| There's a lot to like about Meteor. Just compare setting up some kind of "dream team" of JavaScript: Rendr + React + Grunt + JSX = OMG WHERE DID MY FRIDAY NIGHT GO. Meter out of the box "just works," but it only works with Mongo for now, and it only works if you are all-in with the platform — on both the client and the server side. Those are two pretty big bets to make. I would say Meteor is ideal for learning, except that it's important to learn what the request-response lifecycle is all about, and I think it can be detrimental when a "magical" framework does so much for you. And one thing I just can't get over -- page loads in Meteor.com feel super fast. Until you realize it actually downloaded the contents (not the unseen images, of course) of the entire website! DPP is doing some interesting things, but some of Meteor is some nice magic tricks that we've seen before. 600kb+ of JS on page load is certainly an interesting concept. Huge amount of work by a talented team. A super nice community. As for the framework itself, give it some time, let it grow, but most importantly, understand objectively its strengths and risks. It has both! |
Secondly, why Rendr? Rendr was built for Backbone. The most recent info I can find that suggests using Rendr with React is over a year old. React can be rendered on the server just fine. The only thing you need to solve outside React is routing, getting the data and making it available to your React components. Either use stores or pass all the data as `props`.

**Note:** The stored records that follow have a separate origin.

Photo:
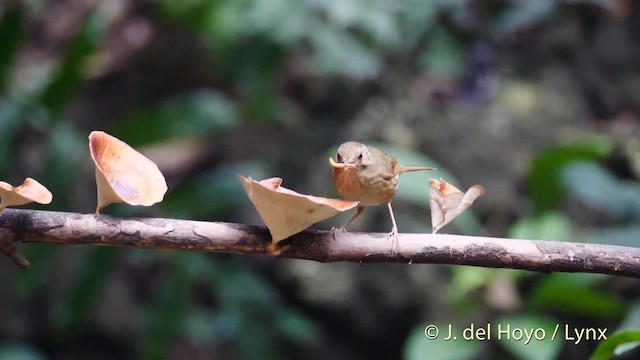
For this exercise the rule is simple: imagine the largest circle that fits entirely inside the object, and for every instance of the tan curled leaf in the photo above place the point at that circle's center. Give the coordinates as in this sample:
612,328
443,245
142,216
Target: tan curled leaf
447,202
286,212
123,174
29,191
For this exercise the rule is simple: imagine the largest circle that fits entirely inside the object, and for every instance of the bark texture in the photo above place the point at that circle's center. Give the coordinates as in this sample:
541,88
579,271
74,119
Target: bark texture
33,226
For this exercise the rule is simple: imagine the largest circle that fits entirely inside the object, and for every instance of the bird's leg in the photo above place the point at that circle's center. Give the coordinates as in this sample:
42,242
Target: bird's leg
343,228
359,212
394,231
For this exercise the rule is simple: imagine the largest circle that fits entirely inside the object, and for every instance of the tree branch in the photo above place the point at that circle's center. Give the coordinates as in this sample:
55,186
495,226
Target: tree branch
32,226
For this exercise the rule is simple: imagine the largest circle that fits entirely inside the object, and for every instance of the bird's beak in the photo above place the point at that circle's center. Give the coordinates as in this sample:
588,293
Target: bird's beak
337,165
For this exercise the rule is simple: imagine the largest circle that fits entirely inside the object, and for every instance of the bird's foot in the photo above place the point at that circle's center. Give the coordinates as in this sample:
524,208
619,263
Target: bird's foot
394,241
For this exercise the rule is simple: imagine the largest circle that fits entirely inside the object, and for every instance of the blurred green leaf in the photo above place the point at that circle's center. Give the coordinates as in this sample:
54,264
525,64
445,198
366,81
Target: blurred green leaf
296,327
65,82
544,173
606,349
74,309
630,322
599,188
545,349
11,33
624,235
419,347
444,56
575,294
551,225
66,148
39,273
341,53
10,124
9,351
197,113
168,314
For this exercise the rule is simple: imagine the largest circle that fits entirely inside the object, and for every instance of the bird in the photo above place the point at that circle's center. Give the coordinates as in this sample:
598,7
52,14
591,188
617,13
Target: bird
370,176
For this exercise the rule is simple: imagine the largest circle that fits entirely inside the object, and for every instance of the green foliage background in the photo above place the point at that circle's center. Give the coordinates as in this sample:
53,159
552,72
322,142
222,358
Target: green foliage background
536,100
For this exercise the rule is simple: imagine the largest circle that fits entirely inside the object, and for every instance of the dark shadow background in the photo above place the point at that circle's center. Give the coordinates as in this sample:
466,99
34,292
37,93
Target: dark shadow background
536,100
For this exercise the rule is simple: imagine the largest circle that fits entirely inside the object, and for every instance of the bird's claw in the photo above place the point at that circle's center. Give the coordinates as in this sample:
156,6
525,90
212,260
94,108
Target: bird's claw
394,241
335,230
274,250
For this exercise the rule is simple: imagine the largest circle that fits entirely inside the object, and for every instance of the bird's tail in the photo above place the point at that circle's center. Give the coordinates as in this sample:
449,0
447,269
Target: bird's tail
407,168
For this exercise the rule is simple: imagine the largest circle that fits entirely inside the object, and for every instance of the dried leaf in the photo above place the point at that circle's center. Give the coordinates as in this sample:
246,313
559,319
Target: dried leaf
123,174
286,212
447,202
29,191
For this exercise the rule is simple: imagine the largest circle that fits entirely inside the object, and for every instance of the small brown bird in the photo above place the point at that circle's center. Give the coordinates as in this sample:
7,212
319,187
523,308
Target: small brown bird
365,174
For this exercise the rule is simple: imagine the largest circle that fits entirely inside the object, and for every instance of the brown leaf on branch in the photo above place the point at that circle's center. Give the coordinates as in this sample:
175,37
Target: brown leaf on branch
447,202
123,174
286,212
29,191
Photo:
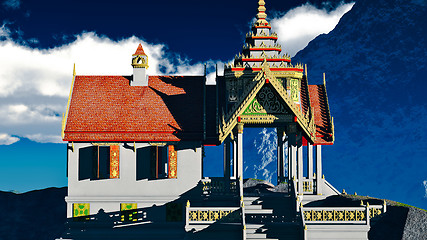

Thirdly, why Grunt? If you talk about a "dream team", I'd think Gulp is the current hotness, not Grunt. And you don't need either of them anyway, there is so little to configure that you don't even need a full-blown build tool.
I don't have a single line of database code in my React app. All the API calls are handled by a small wrapper around my database's domain-specific HTTP API. I could use the same API with zero changes for a native mobile app or a new web app that doesn't use any of the existing code. My web server is a dumb proxy for the database API and a pre-rendered for React (the pre-renderer essentially consists of a single line of JavaScript).
I can understand the appeal of Meteor, but it's not like anything you complain about has to do with React.
(Now Angular on the other hand... let's hope you don't need any prerendering ever.)